Je débouche une bouteille de Lambrusco rosé bien frais. Un vin italien pour l'histoire d'un homme, un jardinier qui retrouve sa terre natale, son Italie après un séjour en Argentine pour retrouver la femme qui l'aimait.
Mais avant de te raconter cette histoire de chevaux, je te parle de la plume d'Erri de Luca, de ses phrases aussi courtes que le souffle divin d'une femme en train de faire l'amour.
Car l'écriture a cette sensualité, la beauté des mots comme la beauté du corps d'une belle argentine, d'une belle italienne.
Des métaphores et de la passion qui enveloppent les disparitions et les morts d'une dictature.
Comment ne pas tomber sous le charme de cette écriture des premiers instants.

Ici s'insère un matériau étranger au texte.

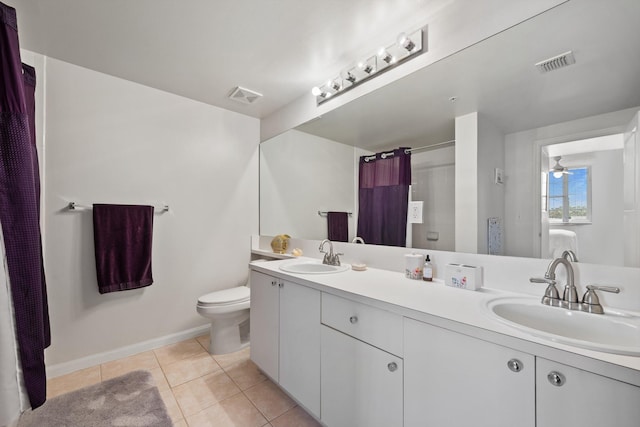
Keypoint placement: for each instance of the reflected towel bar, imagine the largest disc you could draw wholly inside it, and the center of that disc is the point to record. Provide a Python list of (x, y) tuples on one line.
[(324, 213), (73, 206)]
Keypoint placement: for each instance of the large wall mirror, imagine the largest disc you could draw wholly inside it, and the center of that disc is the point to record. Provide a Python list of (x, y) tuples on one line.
[(536, 119)]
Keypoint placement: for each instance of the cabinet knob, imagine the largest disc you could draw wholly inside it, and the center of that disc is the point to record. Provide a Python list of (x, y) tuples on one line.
[(515, 365), (556, 378)]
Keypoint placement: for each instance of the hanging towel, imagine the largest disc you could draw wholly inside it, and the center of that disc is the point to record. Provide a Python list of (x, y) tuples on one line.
[(122, 238), (338, 226)]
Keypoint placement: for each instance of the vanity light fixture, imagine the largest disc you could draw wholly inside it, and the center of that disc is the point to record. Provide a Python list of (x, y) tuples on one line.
[(367, 65), (407, 46)]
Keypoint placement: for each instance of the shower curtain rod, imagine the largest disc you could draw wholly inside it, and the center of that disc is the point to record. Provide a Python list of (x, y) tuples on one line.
[(73, 206), (431, 147), (324, 213)]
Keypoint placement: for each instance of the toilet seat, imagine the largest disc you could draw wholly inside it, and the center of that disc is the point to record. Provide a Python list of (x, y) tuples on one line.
[(225, 297)]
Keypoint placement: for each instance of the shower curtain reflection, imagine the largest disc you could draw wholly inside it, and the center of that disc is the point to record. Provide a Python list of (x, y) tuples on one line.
[(384, 180)]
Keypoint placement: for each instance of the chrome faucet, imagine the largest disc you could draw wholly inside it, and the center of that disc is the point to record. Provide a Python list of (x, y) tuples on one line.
[(329, 258), (569, 255), (570, 294), (590, 302)]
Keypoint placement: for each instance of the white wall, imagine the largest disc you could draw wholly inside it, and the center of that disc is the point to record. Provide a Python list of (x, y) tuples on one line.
[(114, 141), (433, 181), (301, 174), (466, 189), (522, 153), (490, 194)]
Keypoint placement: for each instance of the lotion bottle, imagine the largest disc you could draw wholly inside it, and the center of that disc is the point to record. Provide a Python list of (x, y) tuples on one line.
[(427, 271)]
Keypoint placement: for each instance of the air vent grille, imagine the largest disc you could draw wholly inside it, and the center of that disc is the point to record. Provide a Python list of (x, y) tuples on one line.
[(559, 61), (244, 96)]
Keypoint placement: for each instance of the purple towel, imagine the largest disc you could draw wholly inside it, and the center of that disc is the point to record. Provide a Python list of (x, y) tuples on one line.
[(338, 226), (122, 237)]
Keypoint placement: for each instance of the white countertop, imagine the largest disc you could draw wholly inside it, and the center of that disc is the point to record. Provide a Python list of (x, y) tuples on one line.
[(459, 310)]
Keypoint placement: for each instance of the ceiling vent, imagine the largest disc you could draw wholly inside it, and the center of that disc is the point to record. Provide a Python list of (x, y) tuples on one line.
[(560, 61), (244, 96)]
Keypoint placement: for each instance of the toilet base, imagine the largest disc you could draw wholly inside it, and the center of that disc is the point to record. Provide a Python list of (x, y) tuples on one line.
[(229, 332)]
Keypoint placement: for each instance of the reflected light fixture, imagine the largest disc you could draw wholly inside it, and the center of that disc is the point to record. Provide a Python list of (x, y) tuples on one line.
[(406, 42), (384, 55), (407, 46)]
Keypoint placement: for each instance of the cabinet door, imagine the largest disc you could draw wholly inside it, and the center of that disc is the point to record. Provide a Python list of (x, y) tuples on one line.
[(455, 380), (361, 385), (568, 396), (300, 344), (264, 319)]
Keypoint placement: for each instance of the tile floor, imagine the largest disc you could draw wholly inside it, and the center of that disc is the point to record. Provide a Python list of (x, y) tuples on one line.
[(201, 390)]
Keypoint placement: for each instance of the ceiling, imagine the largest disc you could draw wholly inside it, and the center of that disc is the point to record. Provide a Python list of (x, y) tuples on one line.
[(497, 78), (203, 49)]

« Je lis seulement des livres d'occasion.
Je les pose contre la corbeille à pain, je tourne une page d'un doigt et elle reste immobile. Comme ça, je mâche et je lis.

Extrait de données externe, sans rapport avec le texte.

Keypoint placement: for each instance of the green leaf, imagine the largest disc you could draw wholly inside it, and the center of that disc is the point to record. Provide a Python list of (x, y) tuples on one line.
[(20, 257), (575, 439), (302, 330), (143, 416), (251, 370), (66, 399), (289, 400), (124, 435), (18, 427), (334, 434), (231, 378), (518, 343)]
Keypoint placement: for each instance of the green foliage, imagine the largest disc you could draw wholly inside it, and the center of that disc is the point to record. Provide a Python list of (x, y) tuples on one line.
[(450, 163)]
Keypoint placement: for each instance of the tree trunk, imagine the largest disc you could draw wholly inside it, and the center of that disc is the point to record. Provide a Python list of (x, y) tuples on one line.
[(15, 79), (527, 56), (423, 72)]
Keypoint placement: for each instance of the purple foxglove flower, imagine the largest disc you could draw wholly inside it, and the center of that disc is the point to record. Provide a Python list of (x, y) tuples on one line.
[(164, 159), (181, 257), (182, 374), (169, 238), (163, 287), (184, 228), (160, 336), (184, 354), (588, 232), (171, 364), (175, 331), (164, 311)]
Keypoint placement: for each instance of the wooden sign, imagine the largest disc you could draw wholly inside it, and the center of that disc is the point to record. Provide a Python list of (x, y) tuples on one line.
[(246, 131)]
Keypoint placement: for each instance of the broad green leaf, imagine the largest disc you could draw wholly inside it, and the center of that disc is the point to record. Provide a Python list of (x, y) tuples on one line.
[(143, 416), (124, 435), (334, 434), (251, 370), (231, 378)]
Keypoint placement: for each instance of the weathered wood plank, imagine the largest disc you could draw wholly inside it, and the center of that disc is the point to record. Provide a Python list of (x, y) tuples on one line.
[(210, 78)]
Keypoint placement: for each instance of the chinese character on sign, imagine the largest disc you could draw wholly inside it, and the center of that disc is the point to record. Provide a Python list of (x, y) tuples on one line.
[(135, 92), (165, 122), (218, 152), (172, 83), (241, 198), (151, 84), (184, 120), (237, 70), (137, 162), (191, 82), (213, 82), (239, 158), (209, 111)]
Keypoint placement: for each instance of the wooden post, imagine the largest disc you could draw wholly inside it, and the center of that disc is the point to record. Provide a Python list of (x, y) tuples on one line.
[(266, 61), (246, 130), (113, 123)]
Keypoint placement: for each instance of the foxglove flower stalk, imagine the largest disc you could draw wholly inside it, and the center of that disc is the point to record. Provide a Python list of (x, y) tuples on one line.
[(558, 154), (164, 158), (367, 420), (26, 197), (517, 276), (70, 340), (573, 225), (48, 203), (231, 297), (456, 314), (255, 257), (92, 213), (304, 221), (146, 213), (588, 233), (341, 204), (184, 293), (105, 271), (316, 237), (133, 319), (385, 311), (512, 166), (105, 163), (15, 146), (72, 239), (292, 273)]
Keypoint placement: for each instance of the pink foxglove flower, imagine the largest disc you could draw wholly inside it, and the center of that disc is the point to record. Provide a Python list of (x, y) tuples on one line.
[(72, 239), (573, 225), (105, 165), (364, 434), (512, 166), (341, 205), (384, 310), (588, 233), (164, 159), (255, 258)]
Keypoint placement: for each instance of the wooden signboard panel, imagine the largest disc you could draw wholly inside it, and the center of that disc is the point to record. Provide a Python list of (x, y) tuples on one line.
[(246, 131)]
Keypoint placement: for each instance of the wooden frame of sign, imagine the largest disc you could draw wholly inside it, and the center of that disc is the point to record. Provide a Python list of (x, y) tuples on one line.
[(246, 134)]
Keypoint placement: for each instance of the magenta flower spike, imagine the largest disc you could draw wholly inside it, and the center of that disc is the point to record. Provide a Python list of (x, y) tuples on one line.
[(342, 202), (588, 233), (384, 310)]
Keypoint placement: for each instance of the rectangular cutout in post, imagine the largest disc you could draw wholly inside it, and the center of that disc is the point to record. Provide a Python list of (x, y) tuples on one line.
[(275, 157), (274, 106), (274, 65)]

Les livres neufs sont impertinents, les feuilles ne se laissent par tourner sagement, elles résistent et il faut appuyer pour qu'elles restent à plat.
Les livres d'occasion ont le dos détendu, les pages, une fois lues, passent sans se soulever.

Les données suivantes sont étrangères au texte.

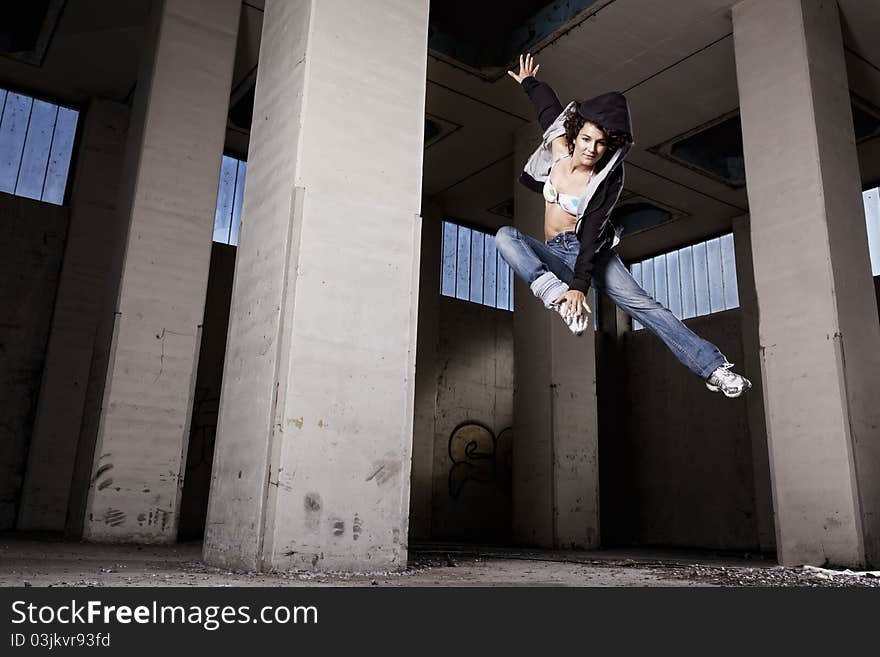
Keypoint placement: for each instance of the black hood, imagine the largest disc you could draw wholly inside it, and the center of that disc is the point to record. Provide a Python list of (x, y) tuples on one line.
[(610, 111)]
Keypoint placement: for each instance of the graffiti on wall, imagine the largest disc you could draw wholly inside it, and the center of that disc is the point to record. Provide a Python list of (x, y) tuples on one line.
[(477, 454)]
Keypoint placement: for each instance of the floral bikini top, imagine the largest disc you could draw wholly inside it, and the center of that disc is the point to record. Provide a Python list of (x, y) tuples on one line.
[(568, 202)]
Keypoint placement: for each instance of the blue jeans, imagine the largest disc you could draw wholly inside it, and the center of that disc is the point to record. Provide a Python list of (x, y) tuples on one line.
[(530, 258)]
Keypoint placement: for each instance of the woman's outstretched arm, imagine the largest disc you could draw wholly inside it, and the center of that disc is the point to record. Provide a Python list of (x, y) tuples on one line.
[(541, 94)]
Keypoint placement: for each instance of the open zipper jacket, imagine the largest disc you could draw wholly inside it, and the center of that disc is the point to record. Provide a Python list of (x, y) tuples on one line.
[(594, 229)]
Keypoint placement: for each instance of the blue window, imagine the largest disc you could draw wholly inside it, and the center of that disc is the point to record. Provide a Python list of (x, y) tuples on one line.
[(36, 144), (230, 195), (691, 281), (872, 217), (472, 268)]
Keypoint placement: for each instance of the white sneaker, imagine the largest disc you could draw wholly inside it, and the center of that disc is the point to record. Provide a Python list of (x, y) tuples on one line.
[(576, 325), (729, 383)]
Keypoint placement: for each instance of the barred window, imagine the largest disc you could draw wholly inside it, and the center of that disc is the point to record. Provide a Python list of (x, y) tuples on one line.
[(230, 195), (872, 218), (472, 268), (36, 144), (692, 281)]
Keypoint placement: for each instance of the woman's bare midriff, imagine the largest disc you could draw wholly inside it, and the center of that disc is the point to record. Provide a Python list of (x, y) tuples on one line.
[(556, 220)]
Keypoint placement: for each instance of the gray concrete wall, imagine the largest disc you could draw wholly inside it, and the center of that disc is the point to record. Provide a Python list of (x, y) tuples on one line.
[(425, 402), (313, 457), (30, 260), (95, 187), (819, 331), (167, 203), (473, 423), (677, 470)]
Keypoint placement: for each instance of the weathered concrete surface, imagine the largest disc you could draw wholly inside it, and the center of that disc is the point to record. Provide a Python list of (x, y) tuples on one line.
[(313, 450), (555, 449), (77, 306), (430, 565), (427, 369), (819, 331), (473, 425), (30, 260), (169, 193), (751, 365), (682, 467)]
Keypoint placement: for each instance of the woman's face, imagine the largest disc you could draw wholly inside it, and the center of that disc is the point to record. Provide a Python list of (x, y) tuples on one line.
[(590, 145)]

Ainsi, à midi, au bistrot, je m'assieds sur la même chaise, je demande de la soupe et du vin et je lis.
Ce sont des romans de mer, des aventures de montagne, pas des histoires de ville, je les ai déjà autour de moi.
Je lève les yeux, attiré par le reflet du soleil sur la porte d'entrée par laquelle ils entrent tous les deux, elle dans un air de vent, lui dans un air de cendre.
Je reviens à mon livre de mer : il y a un peu de tempête, force huit, le jeune homme mange avec appétit tandis que les autres vomissent. Puis il sort sur le pont, se tenant solidement sur ses pieds parce qu'il est jeune, seul, tout à la joie de la tempête.
Je détourne les yeux pour couper de l'ail cru sur ma soupe. J'avale une petite gorgée d'un vin rouge âpre, qui sent le fût.
Je tourne les pages dociles, des bouchées lentes puis je lève la tête du blanc du papier et de la nappe, je suis la ligne de carrelage qui fait le tour de la pièce et qui passe derrière deux pupilles noires de femme, mises sur cette ligne comme deux « mi » fendus de la ligne basse d'une portée musicale. Elles sont pointées sur moi.
Je lève mon verre au même niveau et je le laisse en l'air avant de boire. Cet alignement force mes pommettes à ébaucher un sourire. La géométrie des choses environnantes fait naître des coïncidences, des rencontres.
La femme, de face, me sourit… »
Comment ne pas tomber amoureux de ces pupilles noires, ce regard pénétrant qui fixe ton verre de vin.
Elle s'assoit devant moi, sur cette chaise de bistrot, une aubergine rôtie et sa mozzarella di bufala dans une assiette. Ce parfum enivrant, ses effluves qui se mêlent au basilic frais. Un air d'Italie souffle sur la terrasse ensoleillée, ce midi.
Je sors de la poche de ma veste ce livre d'occasion qui est passé de main en main, d'amitié en amour. Je caresse ses pages, lisse sa couverture, respire son parfum. Un tout petit livre mais plein de bonheur qui mélange l'Italie et la Patagonie, les fragrances des piémontaises à celles des argentines et qui lie les métaphores à la beauté naturelle.
Comment ne pas se reconnaitre dans ce type, simple et jardinier, assis à l'ombre d'une terrasse avec un verre de vin et un vieux bouquin pour simple compagnie. Oui, ce type pourrait être moi. Et cette femme, de face, qui me sourit… A moi ? Je détourne les yeux, plonge mon regard dans mon verre, et bois une dernière gorgée de ce vin rouge et âpre avant d'achever ma lecture.